A fine aprile una risoluzione del Consiglio dei supervisori di San Francisco, ovvero l’ente legislativo che supervisiona la città e la contea, ha riconosciuto “il valore pubblico insostituibile delle biblioteche, comprese le biblioteche online come l’Internet Archive, e i diritti essenziali di tutte le biblioteche di possedere, preservare e prestare libri digitali e stampati ai residenti di San Francisco e al pubblico in generale”. Il Consiglio si auspica che l’archivio sia sostenuto, così come la sua missione di servizio pubblico. “Sollecitiamo la legislatura statale della California e il Congresso degli Stati Uniti a sostenere i diritti digitali per le biblioteche, compreso il prestito digitale controllato e l’opzione per le biblioteche di possedere le proprie collezioni digitali”.
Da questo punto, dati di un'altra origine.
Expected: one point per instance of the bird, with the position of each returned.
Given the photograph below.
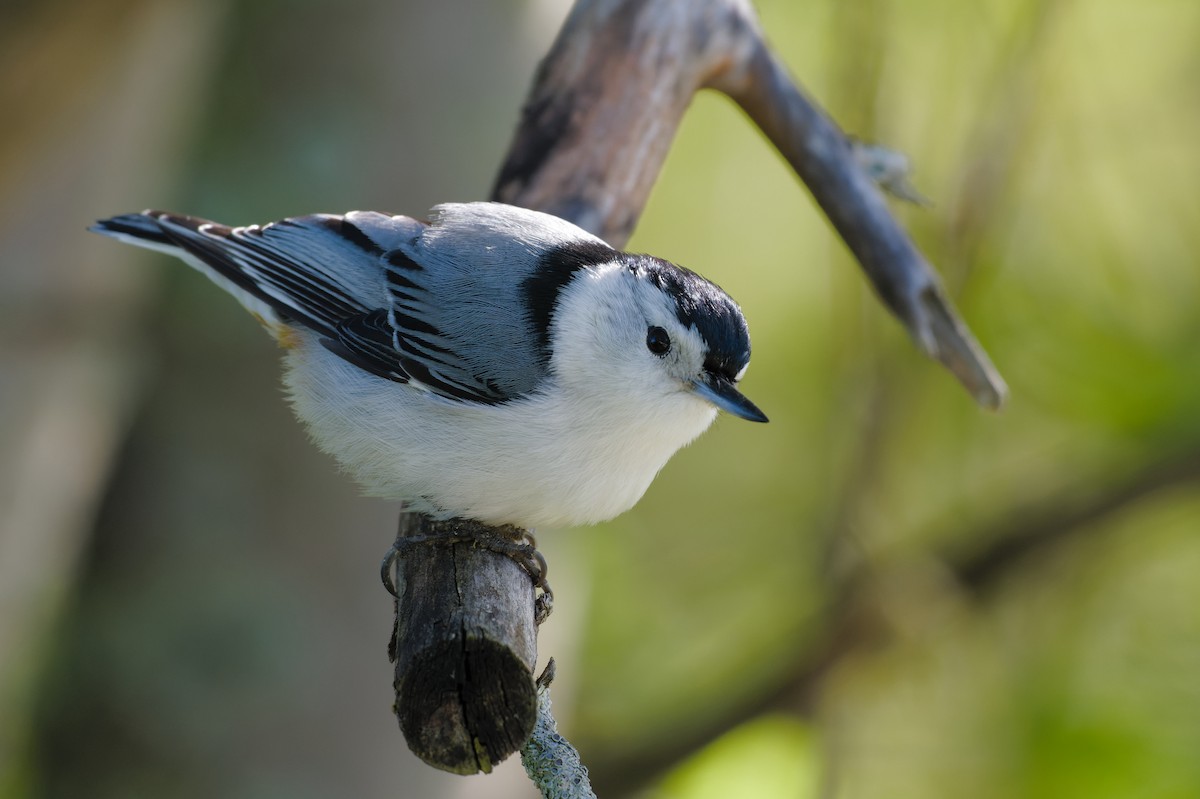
(487, 362)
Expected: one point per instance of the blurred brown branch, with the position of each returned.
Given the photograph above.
(606, 103)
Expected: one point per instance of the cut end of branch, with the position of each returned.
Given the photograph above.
(948, 340)
(467, 704)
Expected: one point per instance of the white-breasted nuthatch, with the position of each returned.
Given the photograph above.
(493, 362)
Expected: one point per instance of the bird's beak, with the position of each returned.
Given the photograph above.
(724, 394)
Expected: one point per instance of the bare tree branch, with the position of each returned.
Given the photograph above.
(605, 107)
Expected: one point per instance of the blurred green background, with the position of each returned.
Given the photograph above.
(883, 593)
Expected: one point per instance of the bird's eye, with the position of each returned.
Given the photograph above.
(658, 341)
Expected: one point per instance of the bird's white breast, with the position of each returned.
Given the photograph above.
(550, 458)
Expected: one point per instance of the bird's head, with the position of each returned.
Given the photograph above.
(661, 334)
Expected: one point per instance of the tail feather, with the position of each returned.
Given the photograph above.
(275, 276)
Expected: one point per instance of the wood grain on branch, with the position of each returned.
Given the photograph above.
(610, 96)
(465, 646)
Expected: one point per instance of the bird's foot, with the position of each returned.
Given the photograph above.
(514, 542)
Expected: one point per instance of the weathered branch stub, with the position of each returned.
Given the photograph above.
(465, 646)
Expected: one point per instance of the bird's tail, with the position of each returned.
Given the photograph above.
(286, 272)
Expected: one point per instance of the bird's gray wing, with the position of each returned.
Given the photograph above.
(459, 305)
(473, 295)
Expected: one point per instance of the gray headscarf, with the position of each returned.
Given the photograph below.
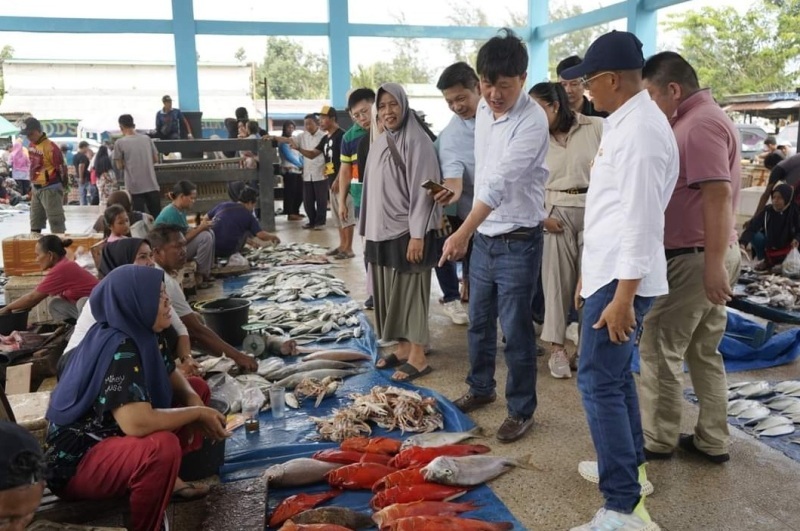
(394, 201)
L’organizzazione non profit collabora tra l’altro anche con molte biblioteche statunitensi che non riescono più a sostenere i costi, e sono costrette a chiudere i battenti. “Affidano i loro libri a noi, per portare avanti la loro missione. La maggior parte dei libri non è disponibile presso gli editori in formato digitale, e non lo sarà mai”, ha dichiarato Kahle.
Un aspetto importante soprattutto poiché “come abbiamo visto, studenti e ricercatori continuano a utilizzare questi libri per citazioni e per verificare i fatti. E penso che si possa essere tutti d’accordo sul fatto che si debba essere in grado di verificare i fatti”, ha concluso il fondatore di Internet Archive.